Another farmer from the Bara Bara area explained that he has lost over 60 ducks and fowls so far and one of the main reasons for the flooding is because the creek is clogged with vegetation. He explained that years before, the authorities would often spray the grasses to kill them but this has not been done in a while.

“Half of the creek block up right now and the water is not flowing properly and that is one of the main reasons why all of this is happening,” he said, while adding that this is a recurring situation but the authorities wait until there are disasters to act and they should change their attitude and approach.

“My mother used to tell me that prevention is better than cure and I have lived by that and will live by it for the rest of my life and I feel these people don’t understand what that means. They had whole dry season when they didn’t have water to do all of the cleaning and ensure that all of the pumps are working and all of the kokers were fine but they wait until there is a problem to address it,” the man declared.

He said that the NDIA and MMA-ADA need to be urgently reevaluated and their administrative systems need to change if persons are to see change around the country. “It’s not just us, I read in the papers every day about things happening around the country every wet and dry season and the only thing that echoes back at me is the drainage issues and who is in charge of that? The NDIA and MMA,” he said.

Some of the residents who had built their yards up and did not suffer from the flooding, related that they once went through the same issues and had to build their yards up to prevent it from happening again.

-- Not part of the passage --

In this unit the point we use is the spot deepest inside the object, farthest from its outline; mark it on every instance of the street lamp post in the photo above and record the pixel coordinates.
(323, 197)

Several residents complained that no one in authority has visited the area. “Nobody (except) you come and visit we since this thing started and is like they don’t care about us you know. No body at all, no Minister, no head of anything. They got three man from MMA does deh driving the boat up and down the creek and don’t even come and visit any of us,” Seedyal said.

Stabroek News tried to contact NDIA head Frederick Flatts and MMA-ADA head Aubrey Charles to ask why the pump was not working continuously and about the condition of the excavator but both of their phones went unanswered.